冬天的白昼短,当他驱车回到别墅时,外面天色已经彻底暗了下来,只余下路灯的光晕。
周姨见他回来得早,有些意外,连忙张罗着将准备好的晚餐摆上桌。
饭菜的香气和屋内的暖意,迅速驱散了从外面带回来的寒气。
晚餐时,傅景琛注意到温以臻脚上的石膏已经拆掉了,取而代之的是医生建议的弹性绷带和护踝。
她走路依旧有些小心翼翼,但动作比之前灵便了许多。
“石膏拆了?” 他随口问了一句。
“嗯,李医生说恢复得不错,可以换成护具了,但还是要避免承重和剧烈活动。” 温以臻低头小口喝着汤,回答道。
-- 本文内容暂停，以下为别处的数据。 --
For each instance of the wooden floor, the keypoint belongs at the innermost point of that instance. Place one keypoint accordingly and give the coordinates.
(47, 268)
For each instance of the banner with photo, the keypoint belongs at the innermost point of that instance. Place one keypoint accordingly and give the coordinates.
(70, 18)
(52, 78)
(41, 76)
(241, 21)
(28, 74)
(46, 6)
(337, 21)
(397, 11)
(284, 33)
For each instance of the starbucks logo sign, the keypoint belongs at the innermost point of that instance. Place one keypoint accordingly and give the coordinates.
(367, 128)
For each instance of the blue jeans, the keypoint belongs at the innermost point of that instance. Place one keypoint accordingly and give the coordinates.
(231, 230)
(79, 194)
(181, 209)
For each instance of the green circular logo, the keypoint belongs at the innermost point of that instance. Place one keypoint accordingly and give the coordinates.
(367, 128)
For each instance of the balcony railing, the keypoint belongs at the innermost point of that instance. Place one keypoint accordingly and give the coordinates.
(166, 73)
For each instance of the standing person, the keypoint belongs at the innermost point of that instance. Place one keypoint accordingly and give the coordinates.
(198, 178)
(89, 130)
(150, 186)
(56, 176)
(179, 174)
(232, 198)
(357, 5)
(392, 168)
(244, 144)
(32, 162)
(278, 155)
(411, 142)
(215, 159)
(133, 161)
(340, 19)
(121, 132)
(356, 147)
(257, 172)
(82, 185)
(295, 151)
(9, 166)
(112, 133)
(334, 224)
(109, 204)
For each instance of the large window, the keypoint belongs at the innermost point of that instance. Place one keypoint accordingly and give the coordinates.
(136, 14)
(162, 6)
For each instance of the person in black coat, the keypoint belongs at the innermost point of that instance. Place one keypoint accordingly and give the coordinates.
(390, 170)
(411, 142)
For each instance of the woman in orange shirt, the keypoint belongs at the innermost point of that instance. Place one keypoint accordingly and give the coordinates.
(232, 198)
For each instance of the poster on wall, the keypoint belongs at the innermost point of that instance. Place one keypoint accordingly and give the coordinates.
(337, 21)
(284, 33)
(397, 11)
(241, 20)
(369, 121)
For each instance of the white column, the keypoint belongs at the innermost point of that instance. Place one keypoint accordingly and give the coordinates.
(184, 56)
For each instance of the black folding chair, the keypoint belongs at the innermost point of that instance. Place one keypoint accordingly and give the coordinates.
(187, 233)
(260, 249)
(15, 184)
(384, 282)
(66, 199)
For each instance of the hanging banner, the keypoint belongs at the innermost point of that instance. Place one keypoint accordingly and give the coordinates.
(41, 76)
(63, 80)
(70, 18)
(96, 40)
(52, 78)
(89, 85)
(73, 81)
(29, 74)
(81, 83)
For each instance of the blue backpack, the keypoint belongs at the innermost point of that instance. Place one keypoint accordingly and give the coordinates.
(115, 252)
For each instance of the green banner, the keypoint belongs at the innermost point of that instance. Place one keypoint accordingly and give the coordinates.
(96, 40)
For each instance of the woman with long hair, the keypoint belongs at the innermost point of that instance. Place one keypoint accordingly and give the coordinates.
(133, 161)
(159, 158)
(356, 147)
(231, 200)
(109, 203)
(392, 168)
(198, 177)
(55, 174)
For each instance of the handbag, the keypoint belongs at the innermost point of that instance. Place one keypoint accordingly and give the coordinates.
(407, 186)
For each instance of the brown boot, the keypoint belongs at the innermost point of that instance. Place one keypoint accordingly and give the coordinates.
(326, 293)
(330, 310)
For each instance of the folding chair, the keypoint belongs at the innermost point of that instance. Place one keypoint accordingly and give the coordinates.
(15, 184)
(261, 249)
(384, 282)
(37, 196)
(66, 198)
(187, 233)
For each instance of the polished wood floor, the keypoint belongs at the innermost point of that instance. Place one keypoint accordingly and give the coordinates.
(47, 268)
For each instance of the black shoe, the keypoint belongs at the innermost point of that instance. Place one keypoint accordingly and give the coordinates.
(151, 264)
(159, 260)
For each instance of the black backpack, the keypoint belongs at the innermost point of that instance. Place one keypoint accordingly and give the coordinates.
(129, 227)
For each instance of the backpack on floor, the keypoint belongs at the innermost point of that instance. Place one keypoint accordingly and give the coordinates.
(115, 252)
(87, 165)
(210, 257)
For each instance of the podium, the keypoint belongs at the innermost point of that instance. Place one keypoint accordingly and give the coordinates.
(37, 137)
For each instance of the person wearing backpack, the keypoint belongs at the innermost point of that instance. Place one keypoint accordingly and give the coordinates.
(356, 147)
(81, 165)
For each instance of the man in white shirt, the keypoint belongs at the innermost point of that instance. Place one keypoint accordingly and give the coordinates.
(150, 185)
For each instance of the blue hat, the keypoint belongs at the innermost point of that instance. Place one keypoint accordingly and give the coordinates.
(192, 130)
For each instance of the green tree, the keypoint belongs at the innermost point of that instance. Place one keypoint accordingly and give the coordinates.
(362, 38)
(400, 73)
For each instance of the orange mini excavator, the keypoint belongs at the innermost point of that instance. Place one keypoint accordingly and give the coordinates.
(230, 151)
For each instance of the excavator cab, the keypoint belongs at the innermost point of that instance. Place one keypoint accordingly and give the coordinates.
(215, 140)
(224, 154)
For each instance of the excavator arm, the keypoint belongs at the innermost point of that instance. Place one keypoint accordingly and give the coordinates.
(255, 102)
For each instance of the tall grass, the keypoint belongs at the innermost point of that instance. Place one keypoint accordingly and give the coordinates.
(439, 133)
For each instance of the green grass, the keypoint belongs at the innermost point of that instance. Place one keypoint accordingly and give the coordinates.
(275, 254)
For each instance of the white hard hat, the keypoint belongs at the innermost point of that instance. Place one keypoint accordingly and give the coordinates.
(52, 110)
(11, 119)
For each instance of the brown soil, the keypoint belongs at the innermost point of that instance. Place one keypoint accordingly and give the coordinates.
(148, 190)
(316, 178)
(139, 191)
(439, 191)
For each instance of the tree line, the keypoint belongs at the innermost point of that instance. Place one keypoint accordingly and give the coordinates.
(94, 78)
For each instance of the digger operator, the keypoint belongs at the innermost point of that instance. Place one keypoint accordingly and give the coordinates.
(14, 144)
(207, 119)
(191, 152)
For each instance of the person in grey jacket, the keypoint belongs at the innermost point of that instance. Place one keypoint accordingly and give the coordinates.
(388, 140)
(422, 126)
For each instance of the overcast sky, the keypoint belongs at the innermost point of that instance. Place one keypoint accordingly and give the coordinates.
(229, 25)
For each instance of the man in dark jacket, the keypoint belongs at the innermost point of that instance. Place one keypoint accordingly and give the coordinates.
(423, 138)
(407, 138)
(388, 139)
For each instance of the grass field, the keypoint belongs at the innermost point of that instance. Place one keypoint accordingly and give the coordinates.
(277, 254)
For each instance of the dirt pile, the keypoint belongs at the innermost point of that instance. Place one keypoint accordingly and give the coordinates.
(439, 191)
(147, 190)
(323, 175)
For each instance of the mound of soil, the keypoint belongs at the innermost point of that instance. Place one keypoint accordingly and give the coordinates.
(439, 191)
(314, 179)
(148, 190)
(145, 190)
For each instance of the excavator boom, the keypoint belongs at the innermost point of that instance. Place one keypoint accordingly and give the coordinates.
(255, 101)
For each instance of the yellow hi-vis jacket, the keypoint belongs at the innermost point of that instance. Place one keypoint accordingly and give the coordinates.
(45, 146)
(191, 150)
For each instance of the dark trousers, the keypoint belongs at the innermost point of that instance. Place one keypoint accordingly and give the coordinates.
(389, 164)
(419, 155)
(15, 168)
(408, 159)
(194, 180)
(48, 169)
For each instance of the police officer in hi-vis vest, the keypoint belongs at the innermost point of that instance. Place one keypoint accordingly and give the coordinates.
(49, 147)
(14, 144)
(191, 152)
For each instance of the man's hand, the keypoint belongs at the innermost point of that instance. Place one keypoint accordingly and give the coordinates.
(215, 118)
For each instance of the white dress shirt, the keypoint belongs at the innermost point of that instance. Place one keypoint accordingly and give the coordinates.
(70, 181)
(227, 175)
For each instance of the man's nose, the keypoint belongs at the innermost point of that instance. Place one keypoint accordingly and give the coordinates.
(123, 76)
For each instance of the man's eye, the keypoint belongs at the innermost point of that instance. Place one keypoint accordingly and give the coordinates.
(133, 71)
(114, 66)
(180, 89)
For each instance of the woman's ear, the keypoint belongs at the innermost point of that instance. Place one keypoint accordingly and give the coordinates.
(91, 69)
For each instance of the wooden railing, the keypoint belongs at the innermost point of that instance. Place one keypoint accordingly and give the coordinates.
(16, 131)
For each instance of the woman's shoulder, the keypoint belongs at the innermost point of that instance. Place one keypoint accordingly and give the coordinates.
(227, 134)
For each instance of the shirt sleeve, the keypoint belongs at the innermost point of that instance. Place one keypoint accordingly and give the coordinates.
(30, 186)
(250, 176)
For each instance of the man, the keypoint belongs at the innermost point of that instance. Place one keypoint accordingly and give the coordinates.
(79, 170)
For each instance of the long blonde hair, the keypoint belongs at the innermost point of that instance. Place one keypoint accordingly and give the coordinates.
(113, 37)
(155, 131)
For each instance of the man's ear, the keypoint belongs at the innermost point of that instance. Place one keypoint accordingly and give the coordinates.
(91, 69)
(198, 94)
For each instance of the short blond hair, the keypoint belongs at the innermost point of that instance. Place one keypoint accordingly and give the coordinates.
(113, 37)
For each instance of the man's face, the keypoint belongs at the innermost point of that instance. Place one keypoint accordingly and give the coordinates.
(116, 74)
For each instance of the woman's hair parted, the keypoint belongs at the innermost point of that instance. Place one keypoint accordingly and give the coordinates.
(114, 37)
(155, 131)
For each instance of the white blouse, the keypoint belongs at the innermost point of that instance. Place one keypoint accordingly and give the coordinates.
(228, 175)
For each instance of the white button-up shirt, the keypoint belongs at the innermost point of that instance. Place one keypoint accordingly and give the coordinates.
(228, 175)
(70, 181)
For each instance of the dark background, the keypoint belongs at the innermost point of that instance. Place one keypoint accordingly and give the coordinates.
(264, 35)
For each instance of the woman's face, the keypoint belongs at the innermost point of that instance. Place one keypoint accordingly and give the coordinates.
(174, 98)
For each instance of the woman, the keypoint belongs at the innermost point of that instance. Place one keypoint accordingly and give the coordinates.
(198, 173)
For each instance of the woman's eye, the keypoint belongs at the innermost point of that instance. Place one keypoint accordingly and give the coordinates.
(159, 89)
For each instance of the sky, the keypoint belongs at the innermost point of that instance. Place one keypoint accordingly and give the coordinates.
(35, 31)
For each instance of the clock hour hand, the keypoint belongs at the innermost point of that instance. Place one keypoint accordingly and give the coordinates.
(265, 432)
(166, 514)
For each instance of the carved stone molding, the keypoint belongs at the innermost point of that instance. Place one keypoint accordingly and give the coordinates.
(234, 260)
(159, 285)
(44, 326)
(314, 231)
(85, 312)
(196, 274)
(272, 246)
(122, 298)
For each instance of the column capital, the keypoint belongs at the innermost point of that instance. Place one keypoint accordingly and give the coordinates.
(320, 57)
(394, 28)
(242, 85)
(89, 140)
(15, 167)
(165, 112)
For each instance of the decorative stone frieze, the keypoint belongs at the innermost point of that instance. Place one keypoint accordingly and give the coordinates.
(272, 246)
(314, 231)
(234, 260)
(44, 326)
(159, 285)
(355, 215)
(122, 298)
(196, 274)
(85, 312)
饭后,傅景琛照例去了书房处理一些未看完的文件,温以臻则窝在客厅的沙发上,膝盖上盖着一条柔软的米白色羊绒毛毯。
她今天穿了一条米杏色的针织连衣裙,为了保暖,里面穿了肤色的加厚光腿神器,受伤的右脚穿着柔软的室内棉袜,小心地搁在沙发另一端的抱枕上,左腿则随意地曲着。
客厅里只开了一盏落地灯和电视屏幕发出的微光,光线温暖而朦胧。
电视里播放着综艺片,声音调得很低。糯米蜷在她腿边打盹。
傅景琛从书房出来,准备倒杯水,经过客厅时,目光不经意地扫过沙发。"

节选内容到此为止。